The gastrointestinal tract, which is lined by type I mucosa, is the best studied tissue among the diverse mucosal systems with respect to the variety of cells in the mucosal immune system. Gut epithelia contain all five epithelial lineage cells: goblet cells, Paneth cells, M cells, enterocytes, and intraepithelial immune cells. Goblet cells are specialized epithelial cells that secrete mucin glycoproteins that separate the gut microbiota from epithelial cells, and also provide anchorage sites for and nutrients to microbiota (14). The function of goblet cells is determined by the characteristics of the mucins they secrete. Mucins form a viscous gel-like bilayer that extends up to 150µm from the intestinal epithelial cell surface. The firm inner layer comprises protective components against microbes, while the loose outer layer contains huge numbers of bacteria (15). The inner layer impedes bacterial penetration due to the presence of protective components such as IgA and antimicrobial proteins, including defensins and C-type lectins. The critical role of mucus as an immune regulator was demonstrated in a mouse model with a missense mutation in the Muc2 gene (Winnie mouse). Mice with this mutation developed chronic inflammation in their distal intestines resembling human ulcerative colitis (16). In addition, the finding that Muc2 gene expression was modulated by short-chain fatty acids, which are the end-products of microbial fermentation, suggested a close relationship between the microbiota and host mucosal epithelia. Similarly, when Dicer, an enzyme involved in miRNA maturation, was knocked down only in intestinal epithelial cells, goblet cell differentiation was defective, and the host became more susceptible to parasite infection (17).

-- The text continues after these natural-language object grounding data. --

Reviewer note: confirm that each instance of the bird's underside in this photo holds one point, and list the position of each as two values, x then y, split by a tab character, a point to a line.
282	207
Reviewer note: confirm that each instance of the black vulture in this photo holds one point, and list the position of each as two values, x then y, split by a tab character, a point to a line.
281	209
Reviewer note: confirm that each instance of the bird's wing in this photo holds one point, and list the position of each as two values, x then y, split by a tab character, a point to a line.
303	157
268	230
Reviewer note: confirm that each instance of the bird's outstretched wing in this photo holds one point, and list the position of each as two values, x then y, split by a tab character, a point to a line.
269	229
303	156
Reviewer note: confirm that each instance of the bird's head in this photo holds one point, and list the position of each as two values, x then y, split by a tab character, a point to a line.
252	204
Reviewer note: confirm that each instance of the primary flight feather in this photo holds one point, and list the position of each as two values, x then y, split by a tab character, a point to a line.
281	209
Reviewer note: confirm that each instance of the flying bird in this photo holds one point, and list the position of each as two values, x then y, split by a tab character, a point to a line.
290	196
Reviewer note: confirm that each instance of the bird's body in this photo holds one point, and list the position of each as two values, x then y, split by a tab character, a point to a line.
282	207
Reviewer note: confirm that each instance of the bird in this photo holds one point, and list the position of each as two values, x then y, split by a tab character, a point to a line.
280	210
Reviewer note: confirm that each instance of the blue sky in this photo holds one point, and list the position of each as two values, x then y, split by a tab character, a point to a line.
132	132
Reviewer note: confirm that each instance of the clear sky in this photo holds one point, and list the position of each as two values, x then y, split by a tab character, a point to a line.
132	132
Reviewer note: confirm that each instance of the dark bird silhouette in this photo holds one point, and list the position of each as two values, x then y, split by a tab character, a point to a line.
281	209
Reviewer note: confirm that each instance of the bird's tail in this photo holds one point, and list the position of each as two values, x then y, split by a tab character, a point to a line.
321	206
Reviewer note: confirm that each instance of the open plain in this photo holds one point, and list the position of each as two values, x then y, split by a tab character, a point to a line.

Paneth cells are specialized secretory epithelial cells located in the epithelium of the small intestine that have large secretory granules containing a wide variety of proteins (18). These cells are continuously renewed from a common epithelial stem cell population in the crypts and are regulated by an unfolded protein response activated by endoplasmic reticulum stress originating from autophagy (19,20). Paneth cells secrete antimicrobial peptides (α-defensins and cryptdin-related sequence peptides), antimicrobial C-type lectins (REGIIIα), β-1,4-glycosidases (lysozyme C), and phospholipid-sn-2 esterases (sPLA2) that are effective at inhibiting the growth of Gram-positive and/or -negative bacteria. The function of Paneth cells is closely associated with intestinal diseases such that the number of translocated commensal bacteria increases when Paneth cells are removed by the cell-specific expression of diphtheria toxin (18). The next cell type is enterocytes, which function mainly as an epithelial barrier. These cells also inhibit Th1 cell differentiation and modulate tolerogenic CD103+ dendritic cells (DCs) through the secretion of TGF-β, retinoic acid, and thymic stromal lymphopoietin (21,22). In this process, BAFF and APRIL produced by enterocytes promote IgA class-switching in B cells (23).

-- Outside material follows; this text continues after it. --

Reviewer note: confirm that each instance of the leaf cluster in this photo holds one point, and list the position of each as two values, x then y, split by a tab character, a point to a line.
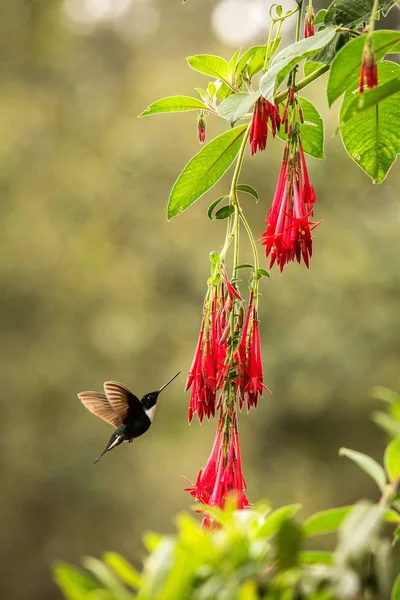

M cells are specialized epithelial cells capable of performing transcytosis of luminal antigens. M cells are located in the follicle-associated epithelium of Peyer's patches (PPs) and nasopharynx-associated lymphoid tissue (NALT), as well as in isolated lymphoid follicles and the appendix (24). Recently, the presence of an inducible M cell population at the tips of intestinal villi was reported - so-called villous M cells (25). M cells were first identified in 1965 from the rabbit appendix by Schmedtje and were named 'M' cells by Owen and Jones because of the presence of 'microfolds' on their apical surface (26,27). The origin of M cells has been subject to controversy, but it is accepted that both enterocytes and M cells originate from a common precursor, crypt cells, which are stem cells located between the villus and the dome of PPs (28). However, it is not clear whether crypt cells differentiate directly into enterocytes and M cells or whether other factors act later to induce further differentiation of pre-formed enterocytes into M cells. The former possibility is supported by the finding of M cell precursor cells in specialized dome-associated crypts of PPs (29). The latter possibility is supported by the finding that functional M cell development, at least in the intestine, requires several factors such as the presence of B lymphocytes or the expression of CD137 or RANK ligand (30-32). M cells play a critical role as gatekeepers in the mucosal immune system, although only 1 of every 10 million epithelial cells in the intestinal tract is an M cell (33). In fact, although the mucosal epithelium consists of a single layer, the thick glycocalyx layer reduces direct contact between epithelial cells and microbes. However, the surface of M cells not only has a very thin glycocalyx layer, but also short and irregular microvilli (34). In addition, M cells contain docking sites for lymphocytes and antigen presenting cells (APCs), which is important for stimulating specific mucosal immune system. These features of M cells make them attractive targets for pathogen invasion and vaccine delivery (35).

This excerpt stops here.